Streaming Lines

04/15/2014, Tue
Categories: #JavaScript
Tags: #NodeJs

Line by Line

There are many streaming modules on npm to read lines from text files, but many are inaccurate and slow. Inaccurate means that there is a failure to read many lines and slow means that files with a lot of text per line will cause the modules to crawl.

Below are the lines counts and timings for reading a large json file, 'bird.json' with 909 lines. The json is densely packed, meaning there are a few lines that are very long.

bird json time bird json line count time

Line-reader (excluded from graph) nearly slows to a standstill when reading a json file with dense lines, taking over 76 seconds to complete the read. This is an exception for line-reader because line-reader is usually comparable in speed to other streaming modules on less dense files as shown below.
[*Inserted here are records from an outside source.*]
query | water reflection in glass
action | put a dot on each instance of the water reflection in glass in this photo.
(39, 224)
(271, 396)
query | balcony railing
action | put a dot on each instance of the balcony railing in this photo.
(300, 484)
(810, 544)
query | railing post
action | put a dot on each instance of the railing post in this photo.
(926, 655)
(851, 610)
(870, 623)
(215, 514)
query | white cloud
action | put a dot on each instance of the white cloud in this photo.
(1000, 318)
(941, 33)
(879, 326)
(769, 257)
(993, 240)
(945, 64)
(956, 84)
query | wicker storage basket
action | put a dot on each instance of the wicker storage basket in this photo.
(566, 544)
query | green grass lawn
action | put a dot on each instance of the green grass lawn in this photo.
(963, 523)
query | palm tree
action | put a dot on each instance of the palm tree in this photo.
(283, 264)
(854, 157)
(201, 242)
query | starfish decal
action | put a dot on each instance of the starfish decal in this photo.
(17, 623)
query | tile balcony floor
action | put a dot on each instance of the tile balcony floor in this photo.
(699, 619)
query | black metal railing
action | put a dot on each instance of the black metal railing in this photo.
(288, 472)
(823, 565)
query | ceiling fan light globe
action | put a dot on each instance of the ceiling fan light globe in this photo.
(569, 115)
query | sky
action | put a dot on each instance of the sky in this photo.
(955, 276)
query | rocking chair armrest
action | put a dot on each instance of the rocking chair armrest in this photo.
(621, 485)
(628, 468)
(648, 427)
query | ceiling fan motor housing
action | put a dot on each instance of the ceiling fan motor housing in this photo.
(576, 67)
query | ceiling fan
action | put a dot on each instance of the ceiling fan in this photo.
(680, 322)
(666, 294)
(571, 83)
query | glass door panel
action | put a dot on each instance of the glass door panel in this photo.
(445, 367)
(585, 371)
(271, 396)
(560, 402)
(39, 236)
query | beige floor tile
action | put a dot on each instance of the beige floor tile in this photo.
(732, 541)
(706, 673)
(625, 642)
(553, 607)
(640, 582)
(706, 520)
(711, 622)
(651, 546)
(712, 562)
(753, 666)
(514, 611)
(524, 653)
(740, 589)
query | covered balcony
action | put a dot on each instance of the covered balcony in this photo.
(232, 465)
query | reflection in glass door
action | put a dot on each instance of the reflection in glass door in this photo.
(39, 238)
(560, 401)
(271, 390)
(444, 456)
Now testing line reading on 'War and Peace' founded on Gutenberg. This text file has 65008 lines.

war and peace time war and peace time line count

Linebyline errored out with 'RangeError: Maximum call stack size exceeded', while most of the stream readers are in the neighborhood of 300ms.

The files for the above benchmark is here.

Conclusion

It was surprising to see that some modules misread lines by a significant amount for 'bird.json' while almost all modules misreport the line count. The last line on both the json and text file is a blank line and often this is not read.

Most stream readers were not adept at reading the 'bird.json' file.

The more reliable streaming line reader module that I recommend would be 'split2' or 'split', since both are accurate on the line count and can handle densely packed files.